Hebreos 12.1-3
Los corredores en un maratón deben seguir una ruta claramente marcada. Supongamos que uno de los atletas decide tomar su propia ruta. Recorre los 42 km y pone su línea de llegada en el mismo punto de la oficial, pero corre a través de alrededores con menos colinas y menos gente. Su plan le parece excelente a él, pero cuando cruza la línea de llegada, no le espera ninguna cinta o medalla.
¡Lo que hizo es una tontería! Sin embargo, los creyentes caen en esta trampa cuando deciden cuál será el curso que tomarán sus vidas, en vez de correr la carrera que Dios dispone. Cuando nos sometemos a su voluntad, haciendo lo que dice, y yendo hacia donde nos dirige, nos mantenemos en el camino correcto.
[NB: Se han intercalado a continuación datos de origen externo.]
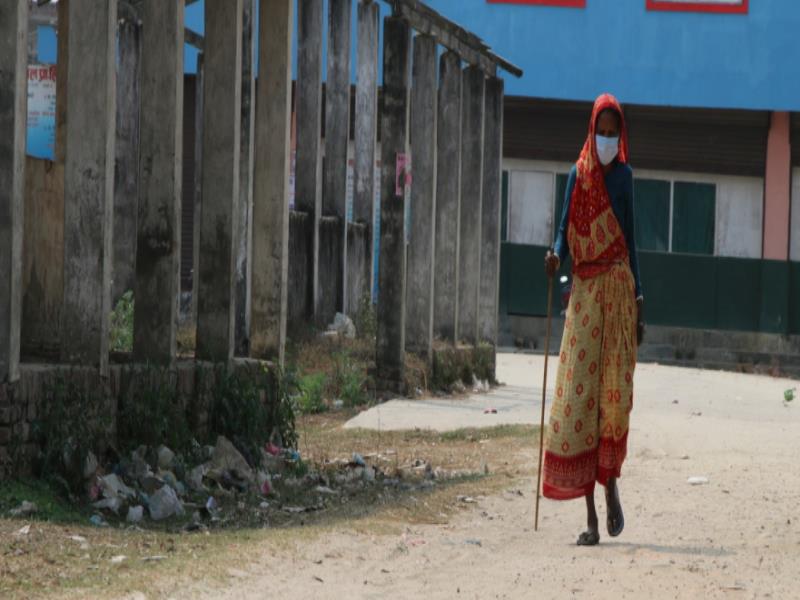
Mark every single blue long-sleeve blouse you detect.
[554,162,642,298]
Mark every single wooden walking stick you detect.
[533,275,553,531]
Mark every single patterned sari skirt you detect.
[543,261,637,500]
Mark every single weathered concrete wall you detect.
[456,66,485,344]
[234,0,256,356]
[0,0,28,382]
[478,77,504,348]
[22,158,64,357]
[376,17,411,391]
[433,52,461,342]
[289,0,323,324]
[354,2,380,314]
[61,0,117,373]
[133,0,184,364]
[789,167,800,262]
[111,18,141,306]
[316,216,344,326]
[197,0,242,360]
[250,0,294,363]
[406,35,437,359]
[346,223,372,317]
[287,210,313,331]
[317,0,353,325]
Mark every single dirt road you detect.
[176,355,800,600]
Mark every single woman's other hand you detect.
[544,250,561,277]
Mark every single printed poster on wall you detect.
[647,0,749,14]
[26,64,56,160]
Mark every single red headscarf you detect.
[567,94,628,277]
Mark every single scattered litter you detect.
[125,506,144,523]
[142,554,167,562]
[158,446,175,471]
[256,471,272,496]
[283,506,308,515]
[92,496,122,515]
[8,500,39,517]
[264,442,281,456]
[328,313,356,340]
[100,473,136,498]
[89,515,108,527]
[83,451,99,479]
[186,465,208,492]
[148,485,185,521]
[207,435,254,491]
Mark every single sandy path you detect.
[172,355,800,599]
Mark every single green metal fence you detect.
[500,243,800,334]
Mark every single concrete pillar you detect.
[250,0,294,363]
[433,52,461,342]
[376,17,411,391]
[456,66,485,344]
[764,112,792,260]
[289,0,322,316]
[478,77,504,347]
[317,0,352,325]
[191,52,205,325]
[345,0,380,315]
[195,0,242,361]
[0,0,28,385]
[61,0,117,375]
[406,35,437,358]
[234,0,256,356]
[55,0,70,165]
[133,0,184,364]
[111,17,141,306]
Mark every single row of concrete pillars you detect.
[0,0,516,394]
[289,0,504,385]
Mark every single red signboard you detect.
[486,0,586,8]
[647,0,750,15]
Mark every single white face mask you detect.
[594,134,619,166]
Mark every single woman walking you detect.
[543,94,644,545]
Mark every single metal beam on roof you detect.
[384,0,523,77]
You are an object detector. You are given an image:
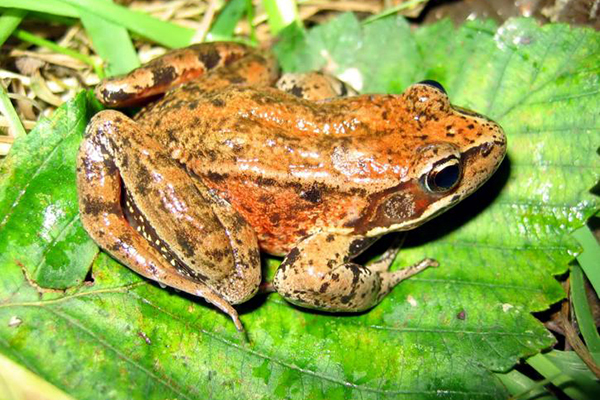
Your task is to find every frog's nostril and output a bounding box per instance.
[419,79,448,94]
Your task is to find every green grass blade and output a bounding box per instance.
[526,354,595,400]
[0,9,27,46]
[80,4,140,76]
[571,265,600,365]
[13,29,104,77]
[206,0,252,41]
[573,226,600,294]
[0,84,26,137]
[263,0,302,35]
[0,0,79,18]
[496,370,556,400]
[60,0,194,47]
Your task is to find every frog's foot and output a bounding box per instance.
[273,232,435,312]
[275,72,358,101]
[377,258,440,302]
[95,42,277,107]
[367,233,406,272]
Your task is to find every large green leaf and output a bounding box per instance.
[0,15,600,399]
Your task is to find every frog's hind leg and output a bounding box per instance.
[77,111,260,331]
[275,72,358,101]
[95,42,277,107]
[273,233,436,312]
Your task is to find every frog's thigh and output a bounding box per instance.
[95,42,256,107]
[275,72,358,101]
[77,111,260,329]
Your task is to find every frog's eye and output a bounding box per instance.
[419,79,448,94]
[424,157,461,193]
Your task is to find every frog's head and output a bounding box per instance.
[365,81,506,236]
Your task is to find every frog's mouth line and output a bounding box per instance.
[356,140,506,237]
[121,186,206,282]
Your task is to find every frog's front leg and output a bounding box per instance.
[77,111,260,330]
[273,232,437,312]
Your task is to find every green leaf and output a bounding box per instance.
[0,94,97,290]
[573,226,600,294]
[262,0,302,35]
[570,266,600,364]
[0,15,600,399]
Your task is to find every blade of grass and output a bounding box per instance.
[13,29,104,78]
[0,84,27,137]
[545,350,600,399]
[496,370,556,400]
[80,2,140,76]
[59,0,194,48]
[573,226,600,294]
[263,0,302,36]
[526,354,594,400]
[363,0,429,25]
[206,0,252,41]
[571,264,600,365]
[0,8,27,46]
[0,0,79,18]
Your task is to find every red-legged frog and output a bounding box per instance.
[77,43,506,330]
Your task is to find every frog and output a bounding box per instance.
[77,42,506,332]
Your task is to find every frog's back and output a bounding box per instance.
[137,85,408,254]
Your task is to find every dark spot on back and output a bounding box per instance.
[289,85,304,98]
[152,67,176,85]
[198,48,221,69]
[300,184,321,204]
[210,98,225,107]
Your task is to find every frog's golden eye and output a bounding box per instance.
[423,157,461,193]
[419,79,448,94]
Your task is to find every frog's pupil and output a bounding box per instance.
[433,165,460,190]
[419,79,446,93]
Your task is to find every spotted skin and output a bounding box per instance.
[78,43,506,330]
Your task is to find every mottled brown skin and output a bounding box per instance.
[78,43,506,329]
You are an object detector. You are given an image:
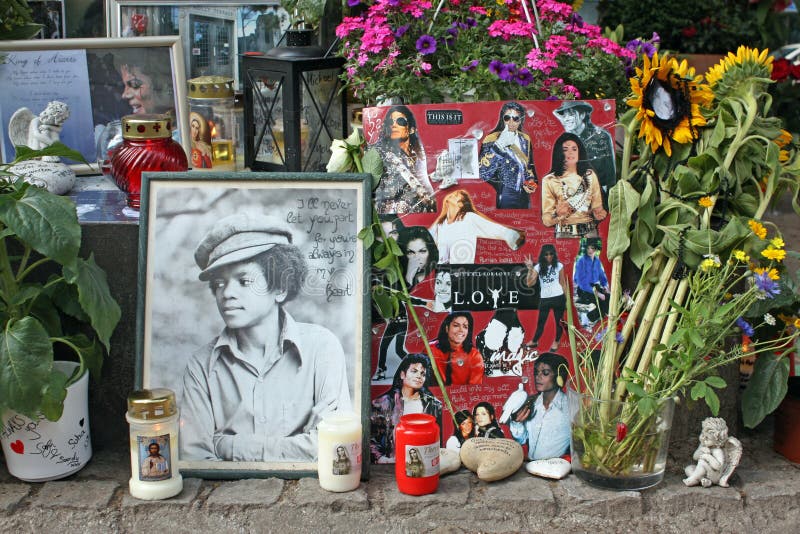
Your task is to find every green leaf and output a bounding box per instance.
[0,317,53,417]
[64,254,122,350]
[606,180,639,259]
[41,369,67,421]
[691,382,709,400]
[361,148,383,191]
[0,187,81,265]
[742,353,789,428]
[705,376,728,389]
[705,388,719,417]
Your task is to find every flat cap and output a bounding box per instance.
[194,213,292,281]
[553,100,594,115]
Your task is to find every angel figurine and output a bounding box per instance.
[8,101,75,195]
[683,417,742,488]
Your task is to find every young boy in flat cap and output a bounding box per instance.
[180,213,351,462]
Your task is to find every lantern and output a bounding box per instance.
[242,30,346,172]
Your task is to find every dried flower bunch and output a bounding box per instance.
[336,0,636,103]
[571,47,800,475]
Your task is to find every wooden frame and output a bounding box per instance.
[136,172,371,478]
[0,37,191,173]
[106,0,289,87]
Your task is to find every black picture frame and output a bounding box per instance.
[136,172,372,479]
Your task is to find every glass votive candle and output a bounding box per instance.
[125,388,183,501]
[394,413,440,495]
[189,76,237,171]
[317,412,362,492]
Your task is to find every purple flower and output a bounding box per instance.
[756,271,781,298]
[516,67,533,87]
[461,59,480,72]
[736,317,755,337]
[497,63,517,82]
[417,35,436,56]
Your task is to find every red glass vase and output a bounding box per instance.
[111,114,189,210]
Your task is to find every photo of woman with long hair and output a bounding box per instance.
[430,189,525,264]
[525,243,569,352]
[431,311,483,386]
[444,410,475,451]
[472,401,506,438]
[375,106,436,214]
[542,133,608,238]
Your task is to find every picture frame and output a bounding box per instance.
[28,0,66,39]
[136,172,371,478]
[0,36,191,174]
[106,0,289,88]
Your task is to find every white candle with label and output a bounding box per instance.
[125,389,183,501]
[317,412,363,492]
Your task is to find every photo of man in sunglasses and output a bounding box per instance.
[480,102,539,209]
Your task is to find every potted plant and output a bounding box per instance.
[0,142,120,480]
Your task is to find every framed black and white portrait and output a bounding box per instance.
[137,173,371,478]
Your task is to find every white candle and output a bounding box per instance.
[317,412,362,492]
[125,389,183,501]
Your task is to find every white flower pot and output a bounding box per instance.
[0,361,92,482]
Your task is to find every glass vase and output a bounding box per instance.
[569,391,675,491]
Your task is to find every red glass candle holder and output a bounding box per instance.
[111,114,189,210]
[394,414,440,495]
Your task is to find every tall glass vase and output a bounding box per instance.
[569,391,675,490]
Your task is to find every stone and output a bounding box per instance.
[461,438,523,482]
[525,458,572,480]
[8,160,75,195]
[439,448,461,475]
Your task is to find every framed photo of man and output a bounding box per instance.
[0,37,191,173]
[136,173,371,478]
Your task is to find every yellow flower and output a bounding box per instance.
[697,197,714,208]
[774,130,792,148]
[627,53,714,156]
[747,219,767,239]
[761,247,786,261]
[706,45,773,99]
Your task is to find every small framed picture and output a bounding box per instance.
[137,173,371,478]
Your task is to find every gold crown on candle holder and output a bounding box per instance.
[122,113,172,139]
[128,388,178,421]
[189,76,233,98]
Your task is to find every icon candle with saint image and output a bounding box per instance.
[189,76,237,171]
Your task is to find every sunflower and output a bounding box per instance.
[628,53,714,156]
[706,45,773,99]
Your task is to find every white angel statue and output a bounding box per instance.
[683,417,742,488]
[8,100,69,161]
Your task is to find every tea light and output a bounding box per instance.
[317,412,362,492]
[125,389,183,501]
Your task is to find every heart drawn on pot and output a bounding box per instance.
[11,440,25,454]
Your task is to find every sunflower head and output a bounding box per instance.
[628,53,713,156]
[706,45,773,99]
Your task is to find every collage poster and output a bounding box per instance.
[362,100,616,463]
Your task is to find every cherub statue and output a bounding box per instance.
[683,417,742,488]
[8,100,69,162]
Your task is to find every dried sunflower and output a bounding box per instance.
[628,53,714,156]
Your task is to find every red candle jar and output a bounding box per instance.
[111,114,189,210]
[394,413,440,495]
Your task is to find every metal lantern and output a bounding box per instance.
[242,30,347,172]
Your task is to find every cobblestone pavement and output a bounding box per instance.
[0,421,800,534]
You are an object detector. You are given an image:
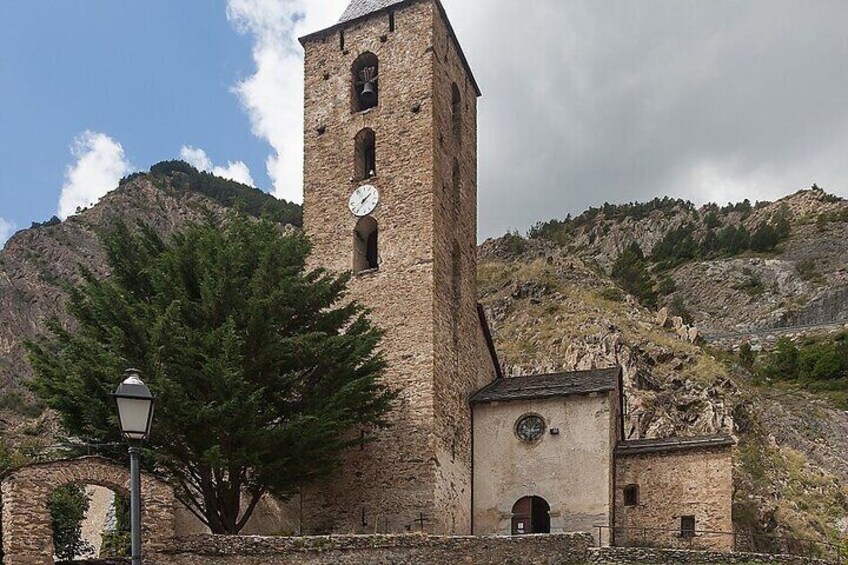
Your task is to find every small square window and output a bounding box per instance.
[624,485,639,506]
[680,516,695,538]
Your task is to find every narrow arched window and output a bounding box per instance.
[353,216,380,273]
[354,128,377,180]
[351,52,380,112]
[451,83,462,143]
[451,159,462,217]
[624,485,639,506]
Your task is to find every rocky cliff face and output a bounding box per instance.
[544,188,848,341]
[0,175,848,539]
[478,236,848,550]
[0,177,232,391]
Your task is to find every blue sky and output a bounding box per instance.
[0,0,343,242]
[0,0,282,232]
[0,0,848,244]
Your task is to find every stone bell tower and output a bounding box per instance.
[301,0,494,534]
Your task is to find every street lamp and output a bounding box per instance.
[113,369,154,565]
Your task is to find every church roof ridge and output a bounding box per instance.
[338,0,406,24]
[471,367,621,404]
[615,434,736,455]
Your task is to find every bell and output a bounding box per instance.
[362,80,377,108]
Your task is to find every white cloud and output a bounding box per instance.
[180,145,256,186]
[227,0,348,202]
[58,131,132,220]
[0,218,15,247]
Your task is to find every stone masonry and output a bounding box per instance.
[157,534,592,565]
[301,0,494,534]
[615,445,734,551]
[3,457,176,565]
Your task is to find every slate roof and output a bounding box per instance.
[339,0,405,24]
[615,434,736,455]
[471,367,621,404]
[299,0,482,96]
Pero en el momento que volvemos a nuestros viejos hábitos y comenzamos a tomar decisiones basadas en nuestro propio criterio, tomamos un camino alejado de Dios.
Para los creyentes, la línea de llegada es la misma —el cielo—, ya sea que corran a la manera de Dios, o a su manera. Sin embargo, la diferencia estará en lo que habremos de mostrar al llegar allí.
Nadie quiere decir: No logré nada de valor. No importa cuán grandiosa sea la herencia que alguien deje, lo único que realmente vale la pena es lo que hizo para el Señor, en el poder del Espíritu Santo.
Y podemos estar seguros de que sin importar cuán lejos nos apartemos de la ruta, el Espíritu Santo seguirá presente. Nos recordará el camino correcto, como también la posibilidad de volver a ella y perseverar. La ruta ya está marcada, y usted sabe lo que tiene que hacer. Corra la carrera que tiene por delante, y termine bien.